ANGER has erupted over tomorrow’s Metro strike which will leave thousands of Coldplay fans having to make alternative transport arrangements.
It had been hoped that last-minute negotiations would bring a resolution to the strike talks, but the RMT union rejected an improved pay offer.
Having said no to an original increase of 1.3 per cent they also rejected an offer of 2.1 per cent from Metro operator DB Regio Tyne and Wear.
A walkout will take place tomorrow, meaning no Metro trains will operate during the day – or during Coldplay’s Stadium of Light concert.
RMT drivers have been criticised by a Conservative on the Tyne and Wear Integrated Transport Authority, the council group behind the Metro.
Peter Wood, leader of the combined Conservative and Liberal Democrat opposition on the transport authority, said he still hoped industrial action could be avoided.

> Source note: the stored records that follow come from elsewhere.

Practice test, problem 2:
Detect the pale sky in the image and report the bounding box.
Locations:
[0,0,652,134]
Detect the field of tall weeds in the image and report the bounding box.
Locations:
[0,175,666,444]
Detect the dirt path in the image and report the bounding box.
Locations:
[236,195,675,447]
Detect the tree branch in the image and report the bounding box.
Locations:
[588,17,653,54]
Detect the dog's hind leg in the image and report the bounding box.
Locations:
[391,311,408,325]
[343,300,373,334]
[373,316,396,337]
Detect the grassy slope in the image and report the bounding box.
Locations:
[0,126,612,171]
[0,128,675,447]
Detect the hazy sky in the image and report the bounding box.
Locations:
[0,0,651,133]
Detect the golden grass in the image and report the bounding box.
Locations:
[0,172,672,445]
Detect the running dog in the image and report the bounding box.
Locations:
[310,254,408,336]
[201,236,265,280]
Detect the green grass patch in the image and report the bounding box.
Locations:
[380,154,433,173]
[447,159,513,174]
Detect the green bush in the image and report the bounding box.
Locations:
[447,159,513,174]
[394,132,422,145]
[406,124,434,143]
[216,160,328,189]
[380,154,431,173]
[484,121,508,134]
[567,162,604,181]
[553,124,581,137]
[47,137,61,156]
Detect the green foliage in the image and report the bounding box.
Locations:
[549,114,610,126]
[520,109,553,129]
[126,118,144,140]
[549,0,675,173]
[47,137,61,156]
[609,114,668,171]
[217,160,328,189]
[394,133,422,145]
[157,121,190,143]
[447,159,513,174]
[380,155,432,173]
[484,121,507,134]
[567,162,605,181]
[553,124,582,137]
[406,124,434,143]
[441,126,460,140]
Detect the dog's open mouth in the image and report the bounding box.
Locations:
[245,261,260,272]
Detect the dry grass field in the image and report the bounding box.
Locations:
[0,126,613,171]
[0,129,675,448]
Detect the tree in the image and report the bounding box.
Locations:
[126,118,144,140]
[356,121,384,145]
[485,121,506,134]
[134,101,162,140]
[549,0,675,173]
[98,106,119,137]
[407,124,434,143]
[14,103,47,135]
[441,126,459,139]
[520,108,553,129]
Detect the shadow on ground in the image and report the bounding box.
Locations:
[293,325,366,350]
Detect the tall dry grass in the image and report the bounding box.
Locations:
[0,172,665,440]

Mr Wood, deputy leader of the Conservative Group on Sunderland Council, said: “I am bitterly disappointed that the strikes by Metro drivers will go ahead despite last-minute negotiations to avert them.
“The strikes will inconvenience many travellers and hit the regional economy, with the gigs at the Stadium of Light particularly affected, at a time when it needs all the help it can get.
“The Metro is a highly subsidised operation. The fares passengers pay cover little more than half of its operating costs – and Metro drivers are well paid in comparison with other public sector workers.
“If they have to, the people of Tyne and Wear can manage without the Metro, as they do at Christmas and New Year. But even at this late hour I hope good sense prevails and that the strikes will, somehow, be averted.”